Изолиум. Невозвращенцы (страница 9)
Фёдор и Оксана держались вместе, прикрывая друг друга. Бывший следователь стрелял как профессионал: каждая очередь находила цель. Оксана, менее опытная, старалась держать погашей на расстоянии.
Один из солдат Овсянкина упал – погаш вцепился в горло, разрывая плоть. Кровь брызнула на стены и соседних бойцов. Второго окружили сразу трое, раздирая бронежилет.
– Отступаем! – крикнул Овсянкин, перезаряжая автомат.
– К северному туннелю! Быстро!
Денис схватил Дашу за руку, пробиваясь к указанному выходу. Вокруг крики, шипение погашей, грохот выстрелов, вспышки от попаданий – настоящий ад подземелья.
И вдруг Денис почувствовал, как чьи-то руки схватили сзади – не когтистые лапы погашей, а человеческие, сильные руки. Резкий запах чего-то химического ударил в ноздри. Сознание поплыло. Последнее, что увидел – Дашу, которую точно так же держала фигура в сером капюшоне, прижимая к лицу тряпку. Глаза закатывались, веки дрожали.
– Денис! – крик Овсянкина донёсся сквозь толщу воды.
Темнота накрыла.
Денис очнулся не сразу. Услышал разговоры людей, стук металла и шипение готовящейся еды. Почувствовал запахи: машинное масло, жареный лук и какую-то горькую траву. Затылок болел. Спина лежала на чём-то твёрдом. Руки и ноги казались тяжёлыми. Когда он открыл глаза, прежде всего его удивил яркий свет. Здесь было намного светлее, чем в сырых коридорах, где они шли раньше.
Резко сел, комната закружилась перед глазами, как детская карусель. Прижав ладони к вискам, Денис заставил себя дышать медленно и глубоко, пережидая приступ головокружения. Когда мир перестал вращаться, наконец смог оглядеться вокруг.
Камера – если помещение можно было так назвать – разительно отличалась от того, что ожидал увидеть. Никаких сырых стен, покрытых плесенью, никакой затхлости и темноты. Пространство, в котором он находился, было просторным, с высокими потолками, где на медных проводах висели старинные лампочки накаливания с вольфрамовыми нитями – такие, какие можно было встретить в музеях довоенной техники. Они излучали тёплый желтоватый свет, создавая почти уютную атмосферу, контрастирующую со стерильной голубизной Изолиума.

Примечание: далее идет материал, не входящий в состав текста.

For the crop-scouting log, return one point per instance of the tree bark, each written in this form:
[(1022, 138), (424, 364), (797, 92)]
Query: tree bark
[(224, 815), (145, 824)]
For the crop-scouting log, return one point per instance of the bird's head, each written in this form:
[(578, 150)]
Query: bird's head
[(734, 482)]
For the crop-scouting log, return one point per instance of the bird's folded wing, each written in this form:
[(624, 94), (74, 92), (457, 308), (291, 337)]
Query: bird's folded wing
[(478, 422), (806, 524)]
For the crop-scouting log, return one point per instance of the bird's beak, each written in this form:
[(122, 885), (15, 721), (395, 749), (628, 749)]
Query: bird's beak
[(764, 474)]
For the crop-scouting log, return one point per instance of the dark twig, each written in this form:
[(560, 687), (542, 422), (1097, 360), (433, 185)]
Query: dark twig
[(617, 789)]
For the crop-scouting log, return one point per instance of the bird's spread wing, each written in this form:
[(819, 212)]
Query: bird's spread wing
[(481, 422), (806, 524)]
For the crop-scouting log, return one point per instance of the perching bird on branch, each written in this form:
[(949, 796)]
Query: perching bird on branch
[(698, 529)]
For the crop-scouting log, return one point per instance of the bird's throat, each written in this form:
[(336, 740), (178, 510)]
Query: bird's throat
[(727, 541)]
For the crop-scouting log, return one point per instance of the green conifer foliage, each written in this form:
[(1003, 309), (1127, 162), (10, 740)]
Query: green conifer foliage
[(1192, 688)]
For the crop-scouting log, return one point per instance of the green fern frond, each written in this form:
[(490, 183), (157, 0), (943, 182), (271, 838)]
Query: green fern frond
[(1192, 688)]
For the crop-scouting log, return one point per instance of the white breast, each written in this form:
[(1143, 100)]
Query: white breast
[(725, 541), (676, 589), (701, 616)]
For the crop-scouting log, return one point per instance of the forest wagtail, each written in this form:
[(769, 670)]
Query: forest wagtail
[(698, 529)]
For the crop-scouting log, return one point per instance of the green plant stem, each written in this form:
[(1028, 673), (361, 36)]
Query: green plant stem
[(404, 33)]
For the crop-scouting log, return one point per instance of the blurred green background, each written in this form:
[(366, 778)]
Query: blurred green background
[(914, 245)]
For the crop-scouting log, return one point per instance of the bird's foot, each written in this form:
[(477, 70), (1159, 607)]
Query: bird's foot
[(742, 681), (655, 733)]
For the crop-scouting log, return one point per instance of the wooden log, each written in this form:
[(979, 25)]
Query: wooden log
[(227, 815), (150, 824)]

Больше всего Дениса поразил быт – на первый взгляд, здесь царила аскетичная чистота, как в хорошо оборудованной лаборатории или модульной больнице из рекламных роликов двадцатых годов, но, если приглядеться, в каждом предмете чувствовалась живая ирония. По обе стороны от двери стену украшали детские рисунки, приклеенные старым скотчем к белому кирпичу: ракета с улыбающимися человечками, синяя лисица с шестью хвостами, огромная надпись «РАЗРЕШЕНО ВСЁ». Между рисунками – самодельные плакаты: «Жить вечно – не преступление», «Питание каждые 6 часов», «Чистота – мать гигиены!». Над кроватью, собранной из ящиков и кусков фанеры, висел крошечный флаг СССР, но на полотнище вместо Ленина был нарисован кот с сигарой.
Пол был покрыт не голыми плитами, а старыми, но аккуратно подшитыми циновками. На одной вальяжно растянулась чёрная кошка с белой грудкой и одним отсутствующим ухом – лениво открыла глаз, посмотрела на Дениса и тут же зажмурила, как бы давая понять: «Не беспокой, если не принёс сардельку».
Вдоль стены разместились несколько разнокалиберных полок, уставленных не только книгами и проводами, но и совершенно дикими вещами: пластмассовая корова, фонарик на динамо, коллекция детских зубов в стеклянной банке, миниатюрная модель реактора из цветной меди и чёрного пластика. Всё освещали лампы – все разные, но все старого образца, с оранжево-красными нитями накаливания, которые мерцали чуть неровно, в воздухе был лёгкий ток дрожи.
Слева от Дениса была вторая кровать, побольше, и там кто-то спал, накрывшись с головой полосатым одеялом, откуда торчали только пятки в ярких вязаных носках. На соседней стене громоздилась самодельная печь – сваренная из двух металлических баков и старого вентиляционного кожуха, напоминала уменьшенную версию паровоза. Из трубы под потолком шёл тёплый пар, а по комнате плавал запах обжаренного хлеба, лука и чего-то терпкого, почти горького – видимо, какая-то трава или специя. Рядом на табурете булькала эмалированная кружка, а ещё дальше кто-то что-то резал на разделочной доске, издавая рваный, как перебои телеграфа, звук.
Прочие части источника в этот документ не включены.